ALESSANDRA TODDE: “M5S STIA CON I PROGRESSISTI, CAMBIARE NOME AL M5S NON E’ UN TABU'”
INTERVISTA ALLA GOVERNATRICE DELLA CAMPANIA: “TIFAVO HARRIS, LA NOSTRA CARTE DEI VALORI INDICA DA CHE PARTE STARE”
Nella sera in cui il mondo parla solo della vittoria di Donald Trump su Kamala Harris, cinque donne si ritrovano su un palco a Terni per cercare di evitare l’ennesimo disastro per il centrosinistra. Assieme, la candidata presidente in Umbria Stefania Proietti, la segretaria del Pd Elly Schlein, la deputata di Avs Elisabetta Piccolotti e la sindaca di Perugia, Vittoria Ferdinandi. E poi lei, la presidente della Regione Sardegna, la 5Stelle Alessandra Todde.
Siete state su quel palco per provare che il centrosinistra esiste ancora?
C’è ancora un centrosinistra che è l’unica alternativa possibile alla destra, ma è un’alternativa che va costruita, a prescindere dai risultati elettorali.
Dopo la Liguria, una disfatta anche in Umbria sarebbe un macigno per le opposizioni.
Perdere o vincere è la normalità democratica. Noi dobbiamo lavorare per costruire un contesto condiviso, rispettando le reciproche differenze e facendo sintesi. In Sardegna ci siamo riusciti perché sia noi che il Pd eravamo stati all’opposizione. Le alleanze variabili solo a fini elettorali non funzionano.
Secondo Chiara Appendino, che le è subentrata come vicepresidente dei Cinque Stelle, “non è il momento di alleanze strutturali con il Pd”, anche perché “l’abbraccio con i dem è stato dannoso”.
Non sono d’accordo con Chiara, e lo dico con lo spirito di normale dialettica che ci deve essere in una forza politica. È evidente che, in vista dell’assemblea costituente, dobbiamo innanzitutto chiarire cosa sia oggi il M5S. Ma il campo dove dobbiamo giocare è quello progressista, senza mai essere subalterni, sia chiaro. Non siamo e non saremo mai cespugli del Pd. Ma la nostra Carta dei valori, come la nostra collocazione in Europa nel gruppo di The Left (La Sinistra) chiariscono quale sia la nostra parte. Possiamo anche litigare con i dem, ma il campo è quello.
A proposito di Europa: i vostri eletti a Bruxelles hanno commentato la vittoria di Trump come “una lezione per i finto-progressisti”. Condivide?
Ho vissuto negli Stati Uniti e sostenevo Harris, come ho apertamente detto. Non mi riconosco in una politica conservatrice.

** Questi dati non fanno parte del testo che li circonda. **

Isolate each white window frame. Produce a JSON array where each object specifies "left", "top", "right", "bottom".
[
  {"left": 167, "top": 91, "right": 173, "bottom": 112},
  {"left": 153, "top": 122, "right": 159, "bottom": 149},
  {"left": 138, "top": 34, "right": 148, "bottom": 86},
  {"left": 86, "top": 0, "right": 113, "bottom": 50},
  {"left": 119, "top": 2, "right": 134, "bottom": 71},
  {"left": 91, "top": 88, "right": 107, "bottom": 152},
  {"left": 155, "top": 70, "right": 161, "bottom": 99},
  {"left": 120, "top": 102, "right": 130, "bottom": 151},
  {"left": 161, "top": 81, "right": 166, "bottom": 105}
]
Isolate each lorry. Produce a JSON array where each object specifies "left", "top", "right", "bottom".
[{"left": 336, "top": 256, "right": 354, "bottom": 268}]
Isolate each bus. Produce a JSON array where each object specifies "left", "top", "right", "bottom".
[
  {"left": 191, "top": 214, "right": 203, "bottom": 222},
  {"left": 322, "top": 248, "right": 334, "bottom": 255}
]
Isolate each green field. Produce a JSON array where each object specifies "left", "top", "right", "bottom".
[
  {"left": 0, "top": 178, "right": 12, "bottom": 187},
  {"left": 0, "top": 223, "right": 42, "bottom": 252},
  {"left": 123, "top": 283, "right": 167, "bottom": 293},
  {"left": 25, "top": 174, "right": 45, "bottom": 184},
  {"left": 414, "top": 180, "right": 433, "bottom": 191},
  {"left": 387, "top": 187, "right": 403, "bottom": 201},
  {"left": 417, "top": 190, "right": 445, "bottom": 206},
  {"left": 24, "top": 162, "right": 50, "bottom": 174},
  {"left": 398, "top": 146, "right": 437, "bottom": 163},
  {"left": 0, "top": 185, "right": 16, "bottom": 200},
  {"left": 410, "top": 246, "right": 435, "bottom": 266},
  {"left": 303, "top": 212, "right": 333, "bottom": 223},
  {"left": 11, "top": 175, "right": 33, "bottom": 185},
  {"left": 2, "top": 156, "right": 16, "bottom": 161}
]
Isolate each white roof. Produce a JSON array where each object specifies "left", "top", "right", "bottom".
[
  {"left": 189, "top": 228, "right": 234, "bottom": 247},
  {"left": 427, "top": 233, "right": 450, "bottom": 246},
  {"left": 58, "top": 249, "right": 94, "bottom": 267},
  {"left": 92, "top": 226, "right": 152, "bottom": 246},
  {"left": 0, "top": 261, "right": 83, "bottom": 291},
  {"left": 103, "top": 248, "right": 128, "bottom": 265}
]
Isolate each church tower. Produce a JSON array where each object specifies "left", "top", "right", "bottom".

Conte ha parlato di “vittoria netta”. Troppo cortese?
No, è un dato di fatto. Il sistema elettorale americano ha scelto così. Ora spero che il nuovo presidente si dia da fare per una tregua e un tavolo di pace in Ucraina. Ma la sua posizione verso Israele mi spaventa. A Gaza è in atto uno sterminio.
Le polemiche nel centrosinistra le hanno complicato la gestione della giunta sarda?
Con il Pd discutiamo in modo franco, talvolta acceso. Ma riesco sempre a fare sintesi.
Nelle elezioni locali il M5S crolla regolarmente. Le liste sono troppo fragili? O state semplicemente precipitando nei consensi?
Andiamo male perché non siamo radicati nei territori, e perché talvolta i gruppi locali sono autoreferenziali, chiusi all’esterno. Per creare consenso devi aprirti e parlare alle persone fuori del M5S, coinvolgerle.
Lei spalancherebbe le liste agli esterni, insomma.
Certo, ma sempre nel rispetto dei nostri valori. Però i gruppi territoriali vanno anche aiutati, perché ad oggi non hanno risorse per aprire sedi o organizzare eventi.
Vuole che il M5S diventi un partito, o la parola le fa paura?
Nessuna paura. Io voglio che il M5S sia un’organizzazione radicata sui territori.
C’è chi spinge per cambiare nome e simbolo…
Io non ho tabù. Per quanto mi riguarda possiamo toccare tutto, ma saranno i nostri iscritti a decidere, senza costrizioni o limiti. L’importante sarà stare comodi nel vestito che ci daremo.
Vincenzo De Luca si è fatto votare una legge per il terzo mandato in Campania. Che ne pensa?
Se c’è una regola nazionale, va rispettata da tutti. E poi da presidenti di Regione si ha molto potere. Due mandati sono sufficienti, ma la questione di De Luca è un problema del Pd, e dovranno gestirlo i dem.